Showing posts with label Jordan River. Show all posts
Showing posts with label Jordan River. Show all posts

Saturday, June 9, 2018

Israel - Thirsty in a dry and weary land 6/9/2017

We began our day visiting the site on the Jordan River very near where John the Baptist did his baptizing, on the Israel/Jordan border, and possibly where Jesus was baptized.  As we posed for a group picture, a white dove flew overhead.  They are quite common in the area, but was still a unique experience.





We drove further south along the Dead Sea through the Judean Wilderness and soaring temperatures to Masada.  It is a mesa rising high above the sea, and was the location of one of Herod the Great's palaces.  The location in the arid wilderness was even possible because of the cisterns built within the palace complex that would capture the area's rare rainfall - 2 inches per year - and store it in caves and basins carved within the plateau.  Herod never lived there, but the cisterns enabled over 900 Jews fleeing the Romans to withstand a siege for nearly a year before they chose death over slavery.

We also visited Qumran, where many of the Dead Sea Scrolls were discovered.  Temperatures here reached nearly 108°!  The Qumran residents of the 1st century also used cisterns to capture rainwater to meet their needs.

Our last stop was the Dead Sea itself where we floated - bobbed like a cork is more like it - in the very heavily salty water. It was hot, crowded, and the salt and mud felt odd to the skin.  It was fun.


All the while we drank several liters of water to stay hydrated.  


But despite the heat and lack of rainfall, it is amazing to see how much still grows there.  Through the millennia, humans have found a way to meet their thirst needs in this dry land.  And one man in particular wrote of what this need was like:


"O God, you are my God;

I earnestly search for you.

My soul thirsts for you;

my whole body longs for you

in this parched and weary land

where there is no water." (Psalm 63:1)


This picture was taken in En-Gedi, the area where David once hid.




Thursday, June 7, 2018

Israel - Oh, What a sip of water can do 6/7/2017

We had quite a few "Wow" moments on our trip, but the biggest for me so far was one year ago today.
I stood in the Jordan River and witnessed 14 of my fellow pilgrims reaffirm their commitment to Christ through immersion in the river.  It was a great moment.

Later we drove along the River Road, the same road Jesus and his family and disciples would've traveled between Galilee and Jerusalem.  We entered the Palestinian Territories and drove through the hills and canyons of Samaria, and had a feast of a lunch at a restaurant on the side of the hill where the Northern Kingdom capital of Samaria once stood.  

We descended through the Judean Wilderness back to the Jordan Valley to Jericho.  There we saw the spring tradition says was made pure by Elisha.  We walked up the Tel, the hill created over multiple civilizations, of Jericho where the people of Israel and Joshua achieved their first victory in the Promised Land.  From the Tel we could see the Dead Sea and Mount Nebo in the distance.

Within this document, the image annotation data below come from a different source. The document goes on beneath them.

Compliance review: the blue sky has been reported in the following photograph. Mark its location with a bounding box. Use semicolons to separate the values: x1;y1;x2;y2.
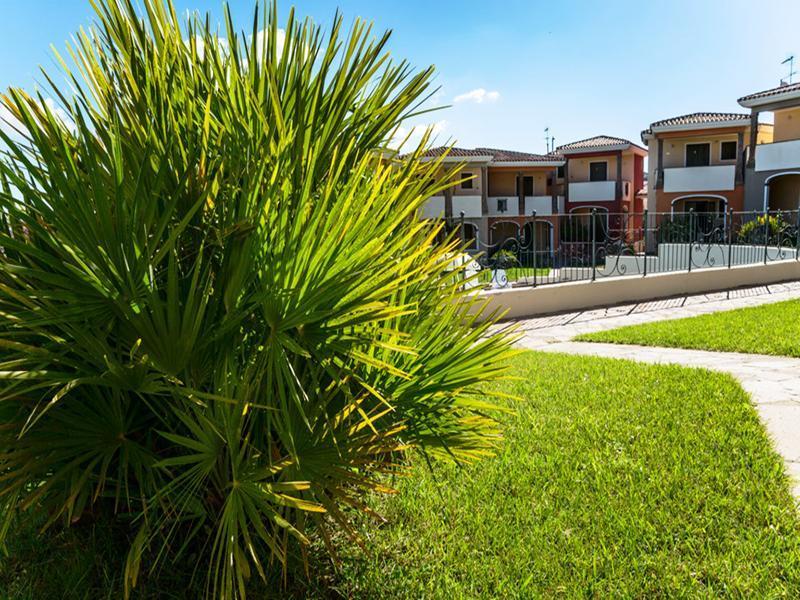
0;0;800;152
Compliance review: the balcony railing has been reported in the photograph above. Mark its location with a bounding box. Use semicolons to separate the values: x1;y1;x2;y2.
419;196;444;219
756;140;800;171
569;181;617;202
664;165;736;192
453;196;483;218
445;209;800;287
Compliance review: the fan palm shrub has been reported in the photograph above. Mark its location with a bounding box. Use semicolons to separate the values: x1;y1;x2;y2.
0;0;511;598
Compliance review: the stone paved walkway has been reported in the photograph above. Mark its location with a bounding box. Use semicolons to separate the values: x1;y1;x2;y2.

And we could see the traditional site where Jesus was tempted atop a mountain.

It was moving when we caught our first glimpse of the towers of Jerusalem and our first look at the Holy City.

But for me, the biggest "Wow" so far in this trip was in the city of Nablus, the ancient site of Sychar, between the two peaks of Mt. Ebal and Mt. Gerizim.  There sits a Greek Orthodox Church, St. Photini Church at Bir Ya'qub.  Previous churches have existed at the site since the 4th century, and even long before that the site was known to pilgrims.  Because at that site is a well long attributed to Jacob, grandson of Abraham and the father of the 12 Patriarchs. And if this is indeed the well dug by Jacob, it is the same well Jesus sat at when the Samaritan woman came to draw water.

"Jesus had to go through Samaria on the way. Eventually he came to the Samaritan village of Sychar, near the field that Jacob gave to his son Joseph. Jacob’s well was there; and Jesus, tired from the long walk, sat wearily beside the well about noontime. Soon a Samaritan woman came to draw water, and Jesus said to her, “Please give me a drink.” He was alone at the time because his disciples had gone into the village to buy some food." (John 4:4-8)

We entered the church and descended into a room beneath the church.  A small stone well was there.  The well was deep - when water was poured back in, it was a few seconds before we heard the splash.  A bucket was lowered and a few of us took towards tuning the handle to crank the water back up. We drank from the water in the well, likely the same well Jesus ask for a drink from.  

WOW.  For the first time this trip, I was moved to tears as I helped raise the bucket and tasted the cool sweet water.  A moment I never dreamed I would have the opportunity to experience.